Can you believe we are here discussing your HALF BIRTHDAY? Oh, what a half a year it has been.
This past month you have spent at home after being discharged from the hospital the day after Thanksgiving. You have had some follow up outpatient appointments but nothing overly exciting and it has been SO NICE. Thank goodness for shiny new stents in your heart! We spent your first Christmas with you AT HOME. Granted, you slept through most of the family Christmas and you stayed away from extended family for germ reasons, but you were HOME! :)
This month you weigh about 12 and a half pounds, depending on the scale you are weighed on. You have tons of hair centered up top, it is still brownish, but lighter than when you were born. Your eyes are a navy color still - I'm wondering what color they will be! You wear size one diapers, size 6 month clothes for length. You are taking about 3 ounces of fortified breast milk by G Tube only since you decided taking a bottle was for the birds. Your day feeds are three ounces over the course of 2 hours and you get an extra long night feed.
You sleep from about 1030-730 on your continuous feed, wake up for a short period and then sleep again until almost 11. You are not so good at napping - and tend to want to be held to nap. Of course we are so busy hooking and unhooking you from feeds all day that once you are asleep you rarely stay asleep. 30 minutes is a good nap for you, but it's not uncommon that you would stay awake for 3-4 hour periods then get overly tired (read: fussy).
You have had weekly visits with Sooner Start and are getting stronger in that area. You are spontaneously reaching better - you just don't seem overly motivated for anything. ;) You still don't roll, and you hate tummy time with a passion. You still don't have the back of the neck muscles to really hold your head up - thats what tummy time will help with. But you haaaaaaaate it. Overall your neck control is improving and we've been working on trunk control. It just seem so hard to make progress in that area when you don't take your feeds well and want to continually gag/wretch during them. You are getting fed ALL the time making therapy time difficult! Not to mention the cord we are attached to when you are getting fed continuously. But - we will get there. Eventually.

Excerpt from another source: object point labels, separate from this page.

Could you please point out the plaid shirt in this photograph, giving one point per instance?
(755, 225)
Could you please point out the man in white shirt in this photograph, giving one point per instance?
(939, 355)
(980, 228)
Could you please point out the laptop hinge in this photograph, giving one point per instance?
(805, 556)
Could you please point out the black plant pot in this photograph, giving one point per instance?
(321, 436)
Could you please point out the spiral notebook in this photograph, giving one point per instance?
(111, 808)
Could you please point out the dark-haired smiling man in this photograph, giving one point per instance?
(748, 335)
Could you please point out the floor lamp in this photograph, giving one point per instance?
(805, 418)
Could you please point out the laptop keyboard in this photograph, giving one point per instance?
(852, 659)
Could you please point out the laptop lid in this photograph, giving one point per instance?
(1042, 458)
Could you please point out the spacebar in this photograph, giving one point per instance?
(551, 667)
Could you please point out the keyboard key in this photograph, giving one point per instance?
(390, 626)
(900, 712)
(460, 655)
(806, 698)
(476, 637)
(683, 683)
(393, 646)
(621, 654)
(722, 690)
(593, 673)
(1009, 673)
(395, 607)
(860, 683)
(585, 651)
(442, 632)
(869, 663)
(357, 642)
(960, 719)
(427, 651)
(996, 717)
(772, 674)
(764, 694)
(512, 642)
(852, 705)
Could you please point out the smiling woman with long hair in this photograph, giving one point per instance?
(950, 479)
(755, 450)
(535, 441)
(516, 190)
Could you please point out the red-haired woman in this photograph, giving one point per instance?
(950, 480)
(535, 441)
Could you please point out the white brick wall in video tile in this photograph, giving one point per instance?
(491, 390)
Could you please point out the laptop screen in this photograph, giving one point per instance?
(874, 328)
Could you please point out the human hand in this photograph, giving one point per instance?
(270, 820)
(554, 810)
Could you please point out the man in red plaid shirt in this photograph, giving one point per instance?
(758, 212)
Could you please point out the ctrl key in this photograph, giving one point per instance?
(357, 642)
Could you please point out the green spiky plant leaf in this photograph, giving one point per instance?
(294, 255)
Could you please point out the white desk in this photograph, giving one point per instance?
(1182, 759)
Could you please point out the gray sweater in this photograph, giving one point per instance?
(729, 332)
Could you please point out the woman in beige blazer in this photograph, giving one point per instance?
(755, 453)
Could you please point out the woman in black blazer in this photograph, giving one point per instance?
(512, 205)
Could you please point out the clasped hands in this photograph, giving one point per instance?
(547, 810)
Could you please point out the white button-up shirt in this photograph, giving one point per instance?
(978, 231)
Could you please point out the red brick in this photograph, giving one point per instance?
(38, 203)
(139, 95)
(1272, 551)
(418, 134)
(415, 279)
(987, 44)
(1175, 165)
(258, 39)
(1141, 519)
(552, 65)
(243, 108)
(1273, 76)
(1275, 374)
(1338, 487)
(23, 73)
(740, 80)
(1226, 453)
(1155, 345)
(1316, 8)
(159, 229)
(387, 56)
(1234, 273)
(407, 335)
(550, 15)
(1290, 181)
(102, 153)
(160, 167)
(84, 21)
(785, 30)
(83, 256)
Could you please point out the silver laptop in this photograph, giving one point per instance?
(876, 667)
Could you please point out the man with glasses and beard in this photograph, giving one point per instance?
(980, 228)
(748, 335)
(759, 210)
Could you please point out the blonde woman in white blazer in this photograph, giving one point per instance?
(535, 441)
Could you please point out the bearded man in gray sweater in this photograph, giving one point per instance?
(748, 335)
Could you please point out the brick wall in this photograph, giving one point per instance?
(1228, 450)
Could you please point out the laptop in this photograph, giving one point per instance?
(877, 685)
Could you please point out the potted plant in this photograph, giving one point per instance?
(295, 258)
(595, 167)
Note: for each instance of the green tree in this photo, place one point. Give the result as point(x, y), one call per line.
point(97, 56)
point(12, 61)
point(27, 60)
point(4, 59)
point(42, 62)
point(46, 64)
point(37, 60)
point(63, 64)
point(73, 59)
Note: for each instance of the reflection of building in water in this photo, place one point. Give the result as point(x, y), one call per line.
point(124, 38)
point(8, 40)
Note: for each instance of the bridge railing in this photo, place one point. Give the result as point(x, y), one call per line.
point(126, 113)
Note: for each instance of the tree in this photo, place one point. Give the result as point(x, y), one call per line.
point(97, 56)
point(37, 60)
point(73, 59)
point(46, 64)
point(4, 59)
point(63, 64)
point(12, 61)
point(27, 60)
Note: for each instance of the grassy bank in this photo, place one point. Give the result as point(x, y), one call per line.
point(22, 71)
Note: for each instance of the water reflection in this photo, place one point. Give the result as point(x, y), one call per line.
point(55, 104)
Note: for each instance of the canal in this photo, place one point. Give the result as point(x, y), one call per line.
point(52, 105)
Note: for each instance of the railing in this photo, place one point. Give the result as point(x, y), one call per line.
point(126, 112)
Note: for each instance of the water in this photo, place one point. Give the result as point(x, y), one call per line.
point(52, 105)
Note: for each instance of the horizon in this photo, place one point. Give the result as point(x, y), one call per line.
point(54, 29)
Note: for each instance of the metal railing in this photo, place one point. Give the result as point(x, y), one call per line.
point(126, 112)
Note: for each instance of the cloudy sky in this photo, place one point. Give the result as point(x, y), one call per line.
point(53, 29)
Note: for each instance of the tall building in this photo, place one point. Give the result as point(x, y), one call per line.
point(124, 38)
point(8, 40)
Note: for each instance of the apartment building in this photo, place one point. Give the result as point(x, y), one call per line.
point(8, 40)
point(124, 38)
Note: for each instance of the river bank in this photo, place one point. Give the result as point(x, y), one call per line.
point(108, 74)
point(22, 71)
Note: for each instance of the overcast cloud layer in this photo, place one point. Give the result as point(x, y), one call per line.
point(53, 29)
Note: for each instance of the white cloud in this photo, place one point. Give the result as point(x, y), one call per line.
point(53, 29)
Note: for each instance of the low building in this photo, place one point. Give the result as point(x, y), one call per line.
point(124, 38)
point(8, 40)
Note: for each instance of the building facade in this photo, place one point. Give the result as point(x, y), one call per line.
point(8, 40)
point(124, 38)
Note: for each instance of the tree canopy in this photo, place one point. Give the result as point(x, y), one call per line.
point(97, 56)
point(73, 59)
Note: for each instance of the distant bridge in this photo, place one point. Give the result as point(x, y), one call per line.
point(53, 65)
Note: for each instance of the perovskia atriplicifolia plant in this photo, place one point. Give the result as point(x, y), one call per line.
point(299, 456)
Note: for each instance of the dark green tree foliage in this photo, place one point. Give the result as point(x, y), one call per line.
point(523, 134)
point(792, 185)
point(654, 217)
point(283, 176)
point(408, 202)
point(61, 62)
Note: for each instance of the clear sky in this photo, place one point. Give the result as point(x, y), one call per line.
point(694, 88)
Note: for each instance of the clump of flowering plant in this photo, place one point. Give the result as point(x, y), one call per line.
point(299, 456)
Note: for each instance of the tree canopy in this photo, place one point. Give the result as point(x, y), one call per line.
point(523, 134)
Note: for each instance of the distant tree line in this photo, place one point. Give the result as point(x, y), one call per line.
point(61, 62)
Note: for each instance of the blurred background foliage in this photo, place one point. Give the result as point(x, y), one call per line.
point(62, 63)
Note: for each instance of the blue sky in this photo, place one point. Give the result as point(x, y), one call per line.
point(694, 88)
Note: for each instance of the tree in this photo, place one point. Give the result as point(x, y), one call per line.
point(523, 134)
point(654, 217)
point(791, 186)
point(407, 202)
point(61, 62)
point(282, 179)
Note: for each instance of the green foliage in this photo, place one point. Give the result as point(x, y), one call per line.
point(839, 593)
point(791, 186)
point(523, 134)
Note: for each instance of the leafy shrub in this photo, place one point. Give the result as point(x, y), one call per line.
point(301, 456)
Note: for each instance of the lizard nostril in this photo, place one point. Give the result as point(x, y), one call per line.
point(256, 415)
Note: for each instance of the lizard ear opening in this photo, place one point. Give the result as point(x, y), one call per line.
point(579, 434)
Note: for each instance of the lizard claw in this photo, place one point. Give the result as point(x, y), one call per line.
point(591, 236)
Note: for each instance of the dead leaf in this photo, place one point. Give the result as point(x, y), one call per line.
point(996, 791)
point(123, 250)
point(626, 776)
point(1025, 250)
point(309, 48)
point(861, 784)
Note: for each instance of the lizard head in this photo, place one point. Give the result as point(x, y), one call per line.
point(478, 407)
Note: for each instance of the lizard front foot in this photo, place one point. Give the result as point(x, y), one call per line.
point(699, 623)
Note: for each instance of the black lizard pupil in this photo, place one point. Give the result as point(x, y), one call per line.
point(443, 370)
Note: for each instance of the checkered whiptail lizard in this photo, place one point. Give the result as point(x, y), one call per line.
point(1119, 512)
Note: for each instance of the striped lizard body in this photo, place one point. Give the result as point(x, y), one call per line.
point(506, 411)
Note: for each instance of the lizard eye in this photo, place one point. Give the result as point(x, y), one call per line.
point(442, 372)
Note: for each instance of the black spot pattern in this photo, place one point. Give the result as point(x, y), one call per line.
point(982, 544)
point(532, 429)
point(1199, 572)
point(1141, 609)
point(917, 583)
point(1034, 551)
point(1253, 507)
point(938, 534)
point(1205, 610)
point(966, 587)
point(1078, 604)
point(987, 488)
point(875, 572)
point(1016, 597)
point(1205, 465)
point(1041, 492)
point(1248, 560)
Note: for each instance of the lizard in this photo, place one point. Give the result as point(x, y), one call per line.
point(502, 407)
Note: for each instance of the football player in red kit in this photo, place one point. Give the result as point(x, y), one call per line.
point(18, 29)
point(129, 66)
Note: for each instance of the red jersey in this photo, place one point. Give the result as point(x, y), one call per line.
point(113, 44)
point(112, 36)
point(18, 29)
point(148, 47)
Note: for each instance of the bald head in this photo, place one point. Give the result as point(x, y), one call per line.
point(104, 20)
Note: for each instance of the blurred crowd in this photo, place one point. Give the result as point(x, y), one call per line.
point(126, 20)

You still seem to have issues with air in your belly - and when you gag because of too much air in there - you will vomit past your fundo. This happens usually daily, if we can't get to your button fast enough. It's furstrating as we can tell it's painful for you, and yet there's nothing we can do. Plenty of times we can have you hooked up to vent - yet you will still vomit past the fundo despite having your Mickey open. Its awful to watch. :(
On Christmas Eve you decided you wanted to add blood to your poopy diapers. We are no stranger to this - and are changing things up in hopes to be able to troubleshoot and keep you at home instead of in the hospital again for the SAME thing in the past - where all they will do is send it off to be tested and confirm that yes, it is indeed blood. Oh, little c - I am so weary of this. So tired of hospitals, doctors, nurses and the little surprises you throw at us all the time. Is it so much to ask for peaceful time at home ya lil turkey?
We still have no idea what the future holds. When will your surgery be? Where? How will you handle it? How long will you be in the hospital? But all of these questions are trivial to ask repeatedly, despite that being such a human thing to want to do. I continually find myself remembering to pray for our steps to be directed. I don't know the answer to those questions, no one here does. But, I know that they have already been planned out and we just need peace to go where we are supposed to and to deal with what is handed out.
The other day I was driving to work, and often times I use that time to get lost in thought and prayer. I was praying for you, for what is to come, as I was driving through some really thick freezing fog. It was blanketing the cars, the grass, and you couldn't see anything until you were right up on it. I passed through one intersection and before I knew it, it was COMPLETELY clear, all around me. It was such a strange thing, to be lost and without clear direction in the fog, to being able to see really far ahead, and clearly - all in a split second. It was so funny that I was praying for you when I realized suddenly the fog was gone. God was winking at me in that moment, reminding me that I may be confused about your bloody stools, about your heart surgeries, but it will all clear up. We will have direction. It's such a beautiful promise.
Oh Caysen, your six months here on this earth have been intense to say the least. You have spent 100 days inpatient in your short 184 days of life. 54 percent of your days in the hospital! But you know what? 2014 is going to be our year. Our year for growth, promise and healing. We are going to learn that much more this coming year, go through even more ups and downs, but we rest in the comfort knowing we will be taken care of.
I was rocking you the other night in your room after a particular fussy time - and it brought tears to my eyes. Tears because I know you are going through so much, and yet you can't tell us what hurts. Tears because you are so little, yet so big in so many ways. Because I realize how swiftly these stressful six months have gone, and how my little baby is growing. And I am SO grateful that you are here to grow! So thankful to reach a half birthday with you. I will forever be grateful for each smile you give me - each day, each moment. Love you bub!
Jesus Loves You Little C, and so does your family!